Movements of the eyeballs can be either voluntary or reflexive, but only friendly, i.e. conjugate, all the muscles of the eye participate in all movements, either tensing (agonists) or relaxing (antagonists).

The direction of the eyeballs towards the object is carried out arbitrarily. But still, most eye movements occur reflexively. If any object comes into the field of vision, the gaze involuntarily fixes on it. When an object moves, the eyes involuntarily follow it, and the image of the object is focused at the point of best vision on the retina. When we voluntarily look at an object that interests us, our gaze automatically lingers on it, even if we ourselves or the object moves. Thus, voluntary eye movements are based on involuntary reflex movements.

The afferent part of the arc of this reflex is a path from the retina, the visual pathway, to the visual cortex (field 17). From there, impulses enter fields 18 and 19. From these fields, efferent fibers begin, which in the temporal region join the optic radiation, following to the contralateral oculomotor centers of the midbrain and pons. From here the fibers go to the corresponding nuclei of the motor nerves of the eyes, perhaps some of the efferent fibers go directly to the oculomotor centers, the other makes a loop around field 8.

In the anterior part of the midbrain there are special structures of the reticular formation that regulate certain directions of gaze. The interstitial nucleus, located in the posterior wall of the third ventricle, regulates upward movements of the eyeballs, and the nucleus in the posterior commissure regulates downward movements; interstitial nucleus of Cajal and nucleus of Darkshevich – rotational movements.

Horizontal eye movements are provided by the region of the posterior part of the pons, close to the nucleus of the abducens nerve (pontine gaze center).

Innervation of voluntary movements of the eyeballs is carried out mainly by neurons located in the posterior part of the middle frontal gyrus (field 8).
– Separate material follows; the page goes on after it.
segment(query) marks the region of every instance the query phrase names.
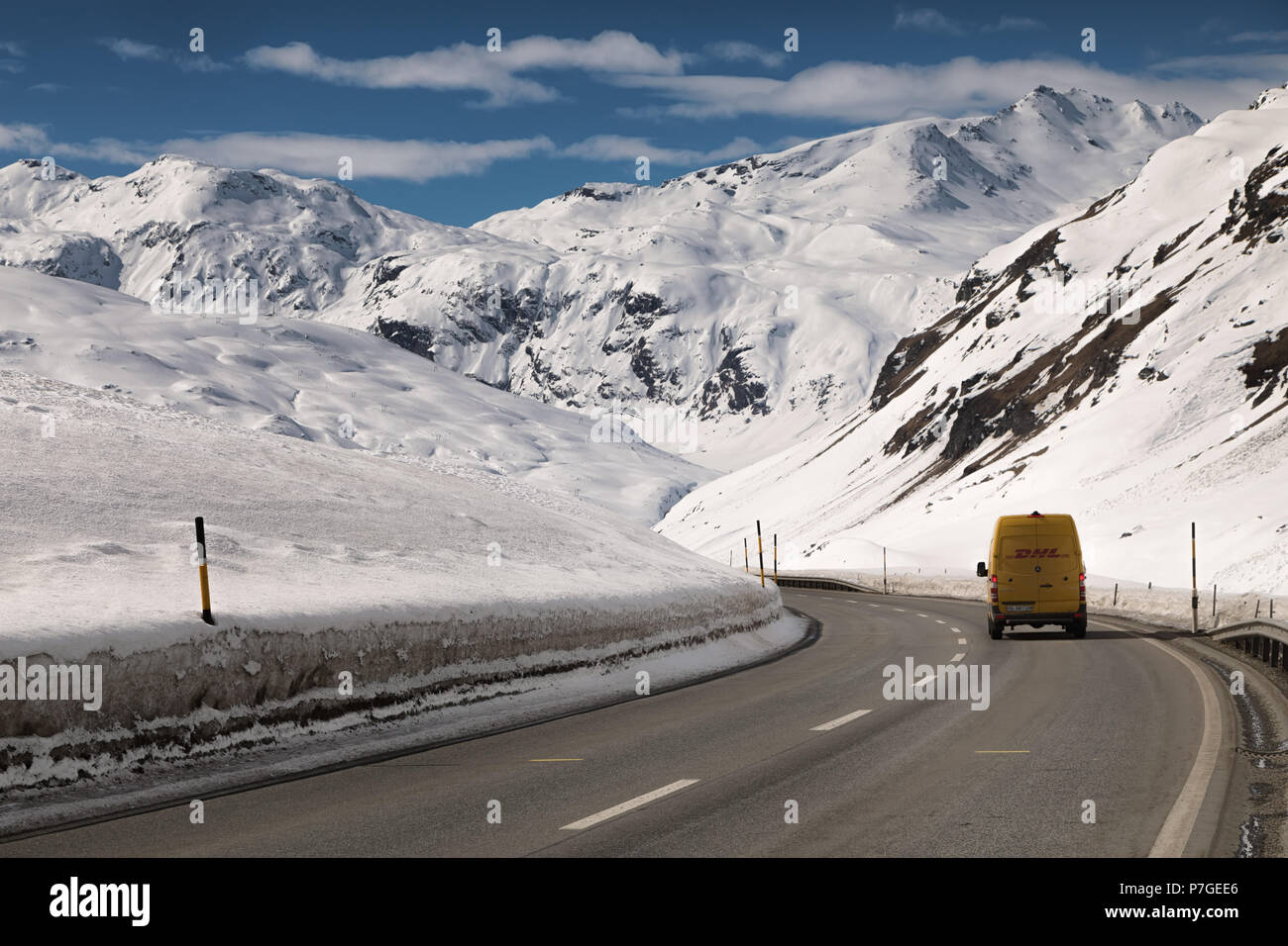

From the bark cerebral hemispheres fibers accompany the cortical-nuclear tract on the way to the internal capsule and cerebral peduncles, cross and transmit impulses through the neurons of the reticular formation and the medial longitudinal fasciculus and the nuclei of the III, IV, VI pairs of cranial nerves. Thanks to this congenial innervation, a combined rotation of the eyeballs occurs upward, sideways, and downward.

In case of defeat cortical center gaze (cerebral infarction, hemorrhage) or the frontal oculomotor tract (in the corona radiata, anterior limb of the internal capsule, cerebral peduncle, anterior part of the tegmentum of the bridge), the patient cannot voluntarily move the eyeballs to the side opposite to the lesion, while they are turned to the side pathological focus (the patient “looks” at the focus and “turns away” from the paralyzed limbs). This occurs due to the dominance of the corresponding zone on the opposite side, manifested by friendly movements of the eyeballs towards the lesion.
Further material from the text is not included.